Мой отказ помочь ему в этом деле нимало не охладил его, он только немножко удивился, заметив:
— Четвёртый раз отказываете вы мне…
— Но я же ничего не понимаю в этом деле!
Он пожал плечами:
— А что ж понимать в золоте? Его — просто — добывать надо, чтобы жизнь наша озолотилась…
Прижмурил глаза и, качая головой, продолжал лирически:
— Если б вы знали, до чего неестественно богата Сибирь? Это даже не земля, а — вымя симментальской коровы-с, ей-богу! Пожалуйте доить! А — доить некому. Не умеем. Одни там искусные доильцы — это англичане на Лене…
Я спросил: давно ли он живёт в Сибири?
— Три года, три. Как только началась бессмысленная эта война, так я — туда. Сердечно желаю рассказать вам необыкновенную карьеру моей жизни, будучи уверен, что вам, нижегородцу, приятно послушать историю преуспеяний земляка. Кому же знать удивительную жизнь русского человека, как не вам? Ведь вы, кроме того, что земляк, вы, так сказать, законный регистратор полётов русской души и самою судьбой вашей назначены к построению словесных монументов нам, людям древнего города, которому вся Россия обязана была, триста лет тому назад, спасением от преждевременной гибели…
Уходя, он спросил:
— Слышал — и вы тоже приглашаетесь в министры? Нет? Весьма жаль! Нам, нижегородцам, лестно было бы видеть министром своего человека.
Испытующе посмотрев на меня, он добавил:
— Хотя бы — по просвещению?
На другой день, вечером, Бреев, сидя у меня, взволнованный, потный, ощетинясь белобрысым волосом, двигая руками так, точно он тесто месил, рассказывал:
— Перелом жизни моей начался в обиднейшие годы японской войны. До той поры жил я единственно любовью к нашему красавцу городу, политика мне даже и не снилась, видел я другие сны, даже наяву видел их. Мечтал: разработаюсь, разбогатею и выстрою в Нижнем Новгороде красивейший дом на удивление не токмо своих людей, но даже иностранцев. Чтобы из Парижа и Лондона приезжали смотреть дом Бреева! Чтобы напечатали в газетах: даже в провинциальных городах России строятся такие дома, каких у нас — нет!

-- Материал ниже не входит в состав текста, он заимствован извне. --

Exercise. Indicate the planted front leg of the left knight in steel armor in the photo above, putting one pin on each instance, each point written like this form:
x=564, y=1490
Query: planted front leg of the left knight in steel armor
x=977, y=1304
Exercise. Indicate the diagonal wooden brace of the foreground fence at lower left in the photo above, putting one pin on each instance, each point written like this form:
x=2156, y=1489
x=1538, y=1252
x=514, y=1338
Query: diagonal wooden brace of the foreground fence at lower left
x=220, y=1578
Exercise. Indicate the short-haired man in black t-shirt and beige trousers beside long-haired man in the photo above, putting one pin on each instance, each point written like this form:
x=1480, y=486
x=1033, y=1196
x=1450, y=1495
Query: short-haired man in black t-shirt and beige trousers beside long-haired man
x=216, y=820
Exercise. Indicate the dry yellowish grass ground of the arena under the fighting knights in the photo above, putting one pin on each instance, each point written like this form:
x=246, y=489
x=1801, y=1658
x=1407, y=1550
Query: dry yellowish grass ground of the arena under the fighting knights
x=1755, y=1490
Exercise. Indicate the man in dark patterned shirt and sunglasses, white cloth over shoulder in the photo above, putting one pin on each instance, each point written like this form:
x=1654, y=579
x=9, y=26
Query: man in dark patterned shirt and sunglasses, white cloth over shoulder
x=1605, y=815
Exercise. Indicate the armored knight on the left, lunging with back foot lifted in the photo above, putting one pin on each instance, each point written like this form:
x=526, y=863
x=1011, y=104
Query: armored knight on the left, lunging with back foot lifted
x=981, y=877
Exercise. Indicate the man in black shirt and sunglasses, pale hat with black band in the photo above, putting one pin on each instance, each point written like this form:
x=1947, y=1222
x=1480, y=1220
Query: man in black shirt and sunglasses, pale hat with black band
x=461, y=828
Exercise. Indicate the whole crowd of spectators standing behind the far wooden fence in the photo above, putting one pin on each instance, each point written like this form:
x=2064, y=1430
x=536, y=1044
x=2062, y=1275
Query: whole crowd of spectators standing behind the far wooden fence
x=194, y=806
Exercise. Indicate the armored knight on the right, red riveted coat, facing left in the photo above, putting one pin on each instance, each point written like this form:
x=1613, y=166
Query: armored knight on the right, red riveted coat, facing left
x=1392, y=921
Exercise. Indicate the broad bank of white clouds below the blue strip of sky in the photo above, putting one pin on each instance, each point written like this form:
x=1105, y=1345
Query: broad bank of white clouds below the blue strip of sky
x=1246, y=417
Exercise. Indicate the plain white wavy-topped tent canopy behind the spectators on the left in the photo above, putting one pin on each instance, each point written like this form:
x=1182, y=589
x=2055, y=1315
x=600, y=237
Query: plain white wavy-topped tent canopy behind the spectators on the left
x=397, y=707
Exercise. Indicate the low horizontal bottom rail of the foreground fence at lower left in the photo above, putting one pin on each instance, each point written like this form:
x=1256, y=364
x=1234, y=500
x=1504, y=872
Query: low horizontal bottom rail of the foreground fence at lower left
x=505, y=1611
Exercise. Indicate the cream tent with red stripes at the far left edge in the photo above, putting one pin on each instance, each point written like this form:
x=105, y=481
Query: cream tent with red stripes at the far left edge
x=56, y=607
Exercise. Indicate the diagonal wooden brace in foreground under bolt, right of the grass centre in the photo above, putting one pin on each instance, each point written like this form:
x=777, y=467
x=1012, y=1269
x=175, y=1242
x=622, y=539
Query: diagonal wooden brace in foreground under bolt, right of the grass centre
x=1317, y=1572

Снизу, с улицы, поднимался тяжёлый гул, ревели гудки автомобилей, неистощимым, серым потоком шли бородатые солдаты, тяжкий топот сотрясал землю, доносились чьи-то крики — раскачивалось и рушилось российское государство.
— Я — не дурак, размер сил своих знаю. Но ежели я, Васютка Бреев, блоха земли русской, могу так отчаянно чувствовать обиду этого позора, чтобы какой-то неизвестный народ бил великую мою державу, мать гениальных людей, — ежели моему малому сердцу обида эта так нестерпимо горька, каково же, думаю, другим-то русским, покрупнее, поумнее меня? С этого и началось озлобление моё против всей интеллигенции, людей образованных, так как в них я нашёл только непонятное мне равнодушие сердца и ума к судьбам России. А озлобление — исток всякой политики, то есть я так понимаю политику: она есть озлобление.
— Соображаю: как же это? Что народ наш, армии наши бьют и вам того не жалко — это я могу понять: народ никому не жалко, он даже и сам себя жалеть не умеет, я народ знаю! Вы меня извините, но я считаю так, что вообще никакого народа нет, не существует народ до поры, пока не соберёшь людей в кучу да не крикнешь на них, не испугаешь их, не прикажешь им. Народа, у которого был бы один интерес, — нету! Народ — это песок, глина! И, чтоб он годился для построения государства, его надобно очень много мять и на огне обжигать.
— Так — народа не жалко вам? Хорошо, согласен. А- мечту тоже не жалко? Человек живёт мечтой, и больше ему нечем жить. Каждый из нас имеет настойчивое устремление к самому прекрасному, это и есть то самое электричество, которое двигает людьми. Есть мечта о великолепном государстве, лучше которого нигде нет. У всех людей есть мечта, кроме, конечно, евреев, которые, потеряв землю под собою, могут мечтать только своекорыстно. Еврею мечта об украшении всеобщей жизни так же недоступна, как цыгану и всякому другому кочующему человеку. Я знаю, что вы с этим не согласны, у вас преданность евреям, не понятная никому, — извините, но я думаю, это искривление души, вроде болезни. Это я заглянул в сторону.